Albano Bartolomé Roe nació en Suffolk en el 1585 y realizó sus estudios en Cambridge. Fue convertido al catolicismo por las respuestas de un preso católico que él quiso convertir al protestantismo. Entonces dejó el suelo patrio y se licenció en teología en el Colegio Inglés de Douai en Francia, que el futuro cardenal Guillermo Allen fundó en la 1568 con la intención de formar jóvenes sacerdotes que luego regresarían a su patria para intentar convertir de nuevo a los que abrazaron el anglicanismo; con la misma intensión fue transformado, en 1578, el antiguo Colegio Inglés de Roma, siempre bajo el auspicio de Allen, y que mereció ser conocido como “Seminarium martyrum”: todos sabían que a el retorno de aquellos jóvenes presbíteros a Inglaterra equivalía a una sentencia de muerte.

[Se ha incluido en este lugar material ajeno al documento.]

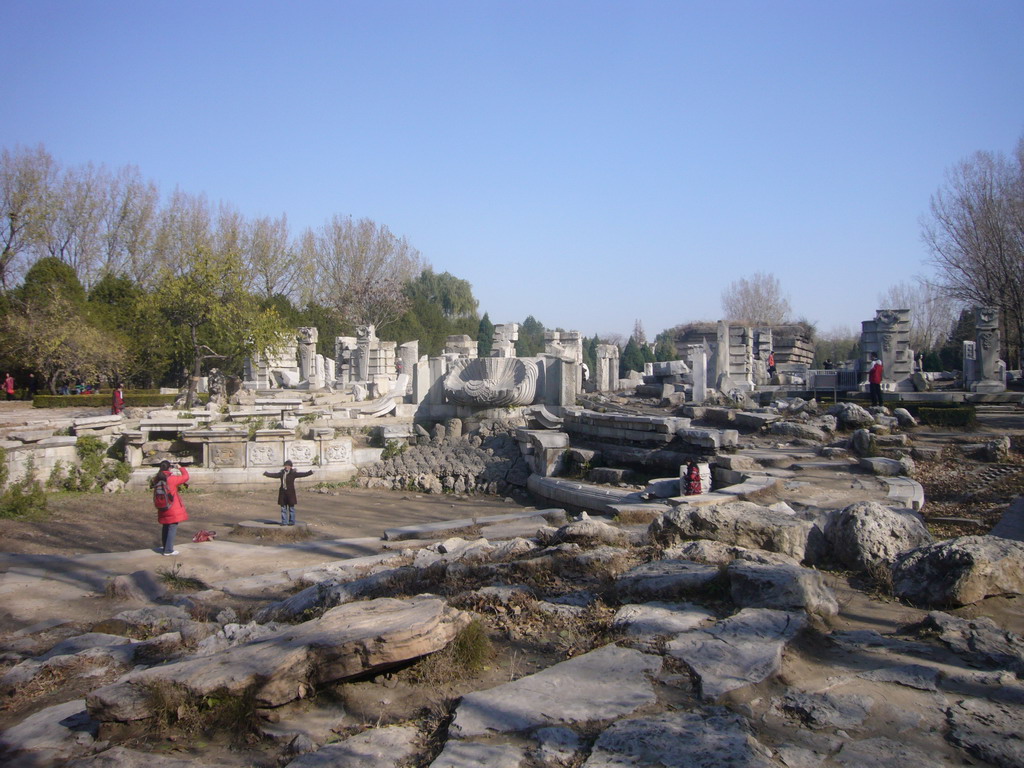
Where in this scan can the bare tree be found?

Emitida la profesión en el 1612 y ordenado sacerdote, Bartolomé Roe volvió a su patria, pero fue detenido muy poco tiempo después. Estuvo cinco años en la cárcel siendo liberado en 1623 gracias a la intervención del embajador de España, pero fue desterrado. No se dio por vencido, y después de pocos meses volvió a Inglaterra. Traicionado, fue encarcelado de nuevo, ejerció el ministerio sacerdotal entre los compañeros de prisión. Después de algún tiempo le fue concedido el permiso de salir libremente de la prisión lo que él aprovechó para realizar su apostolado. Fue descubierto y condenado a muerte. Subió al cadalso el 21 de enero1642. En el monasterio de Downside se mantiene un paño mojado con su sangre.
Reproducido con autorización de Santiebeati.it

responsable de la traducción: Xavier Villalta

Beato Tomás Green

Fecha de beatificación: 15 de diciembre de 1929 por el Papa Pío XI.

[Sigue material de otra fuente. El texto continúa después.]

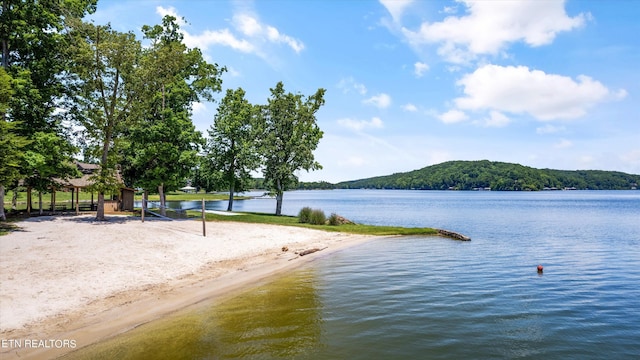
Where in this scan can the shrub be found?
[309,209,327,225]
[298,206,313,224]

Tomas Reynolds Green nace alrededor del año 1562 en Oxford, Inglaterra. Estudió en Reims (Francia) y en Valladolid y Sevilla (España). Recibió la ordenación sacerdotal el año 1592 y regresó a Inglaterra con el ministerio de lograr la conversión de los ingleses al catolicismo, pero fue capturado y exiliado en 1606. Retornó a su patria y trabajó en secreto hasta que fue nuevamente arrestado en el año 1628. Pasó catorce años en prisión hasta que fuera ahorcado y luego descuartizado el 31 de enero de 1642.